According to the Fifth Annual MetLife “Study of Employee Benefits Trends,” an increasing number of employers are starting to offer executive benefits in efforts to attract and retain key executives.  In 2004, 39 percent versus 49 percent of employers in 2006 reported offering some form of executive benefit.  Supplemental retirement plans rank among the most sought after of executive benefits, along with LTC insurance and individual disability insurance.  By offering a supplemental retirement plan, companies are able to assist their executives in closing the “retirement gap” experienced by many highly compensated employees.

 

There are several advantages to offering an executive benefits plan, including:


Increased ability to recruit, retain, and reward your most valuable employees by providing an important and a necessary benefit.

401(k) repair—Often, highly compensated employees (HCEs) experience limitations in the amount they can contribute to their 401(k) plans due to non-highly compensated employees contributing at lower levels.

Narrowing of the “retirement gap”—Even in cases where HCEs are not confined to lower than maximum allowed contributions to a qualified plan, this maximum is still too low for them to maintain their standard of living at retirement.  Most HCEs in these cases still would not meet the commonly accepted threshold of requiring 80 percent of one’s working salary to maintain pre-retirement lifestyle.

Potential taxation advantages—Large and at times unforeseen taxes due to bonuses can be avoided via plan design and defining the types of compensation that can be deferred into the plan

Plan design—A nonqualified (NQ) plan can be structured to act as a long-term incentive plan and/or a golden handcuff plan for highly valued executives who are important to a firm’s position as an ongoing concern, yet who may have limited or no equity stake in the company.

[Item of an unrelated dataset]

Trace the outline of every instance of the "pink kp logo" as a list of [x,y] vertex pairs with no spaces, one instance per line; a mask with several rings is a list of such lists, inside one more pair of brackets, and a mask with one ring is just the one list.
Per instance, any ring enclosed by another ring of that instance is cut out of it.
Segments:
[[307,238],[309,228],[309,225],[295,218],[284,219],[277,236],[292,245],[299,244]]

Continued market downturn will require a higher savings rate to meet retirement goals—An executive benefits plan enables HCEs to save more during the current economic downturn.

 

Corporate boards, executives, and shareholders alike are beginning to rethink the value, security, and optimal execution of executive benefit plans in the reality of market stagnations, higher plan liabilities, more severe security risks, and increasing demand for cost control and for efficiency.  An effective executive benefits plan can provide an important duality – satisfying shareholders’ demands for efficiency and effectiveness while simultaneously offering attractive rewards to talented executives, retention of whom will add value to the company.